Mehrere Tausend eingefrorene Embyronen liegen in Deutschland auf Eis. 56 von ihnen seien über das Netzwerk bereits an unfruchtbare Paare vermittelt worden, erklärt Eiden. Bedingung für das Netzwerk sei, dass die Spendereltern ihre Familienplanung abgeschlossen hätten, sowie eine eigehende psychologische Beratung beider Paare. Und: Die Namen der genetischen Eltern müssten wie bei Samenspendern hinterlegt werden, damit das Kind später, mit 18, seine Identität erfahren könne.
"Das ist sein verbrieftes Recht in Deutschland, über seine genetische Werdegang hier zu erfahren, das ist vom Bundesverfassungsgericht festgelegt worden und auch richtig."

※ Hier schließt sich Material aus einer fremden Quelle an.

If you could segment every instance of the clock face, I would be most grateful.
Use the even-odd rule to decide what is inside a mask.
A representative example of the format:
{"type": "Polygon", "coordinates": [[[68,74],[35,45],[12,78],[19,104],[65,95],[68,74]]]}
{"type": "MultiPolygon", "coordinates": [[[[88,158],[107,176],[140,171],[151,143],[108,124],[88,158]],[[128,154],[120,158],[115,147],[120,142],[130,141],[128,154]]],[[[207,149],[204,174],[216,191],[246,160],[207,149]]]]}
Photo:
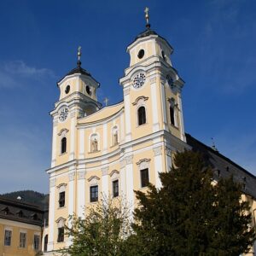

"Schon den Begriff Embryonenspende sehen wir kritisch"

Doch es gibt Kritik an dem Verfahren – wie etwa vom Verein "Spenderkinder", ein Zusammenschluss von Menschen, die aus Samenspenden hervorgegangen sind.
"Embryonenspende, also schon mal den Begriff, sehen wir kritisch. Wir finden den Begriff Embryonenadoption treffender. Man kann Geld spenden, man kann Kleidung spenden, aber einen Embryo zu spenden der ja eigentlich ein Mensch wird, ein Subjekt, das finden wir doch ein bisschen fragwürdig."

sagt Anne vom Verein "Spenderkinder", ihren vollen Namen möchte sie lieber nicht nennen. Erfahrungen mit Kindern von Samenspendern hätten gezeigt, dass eine unklare Zeugungsgeschichte für alle Seiten psychologisch sehr belastend sein kann.
"Denn man muss ich ja vorstellen, dass diese Familie mit der das Kind genetisch verwandt ist, eben wie eine Parallelfamilie existiert, es gibt ein genetisches Elternpaar, es gibt höchstwahrscheinlich genetische Vollgeschwister und aus unserer Sicht ist es natürlich ganz wichtig, dass das Kind im Wissen um seine Entstehungsweise aufwächst. Und naja und wie man es von Kindern aus dem Adoptionsbereich oder jetzt aus dem Samenspendebereich kennt, möchten die dann auch erfahren, wer denn diese Menschen sind."

Eine geteilte Mutterschaft sieht Gesetz bisher nicht vor

Und auch familienrechtlich gibt es Probleme. So könne, wie bei Samenspendern, nicht völlig ausgeschlossen werden, dass die genetischen Väter später in Haftung genommen würden. Und völlig ungeklärt sei das Verhältnis zur genetischen Mutter – denn eine geteilte Mutterschaft kennt das deutsche Gesetz nicht, erläutert Heribert Kentenich, einer der führenden Reproduktionsmediziner Deutschlands.
"In Deutschland ist nur diejenige Mutter, die in den Kreissaal kommt, und das Kind bekommt. Es gibt gar keine andere Mutter. Die Eizellspende ist verboten, deswegen musste man das nicht regeln, dass es eine genetische Mutter gibt und eine Mutter die das Kind austrägt."
Ob das Kind also später auch das Recht hat, nicht nur seinen genetischen Vater, sondern auch seine genetische Mutter kennenzulernen, ist bislang daher einfach noch nicht geregelt.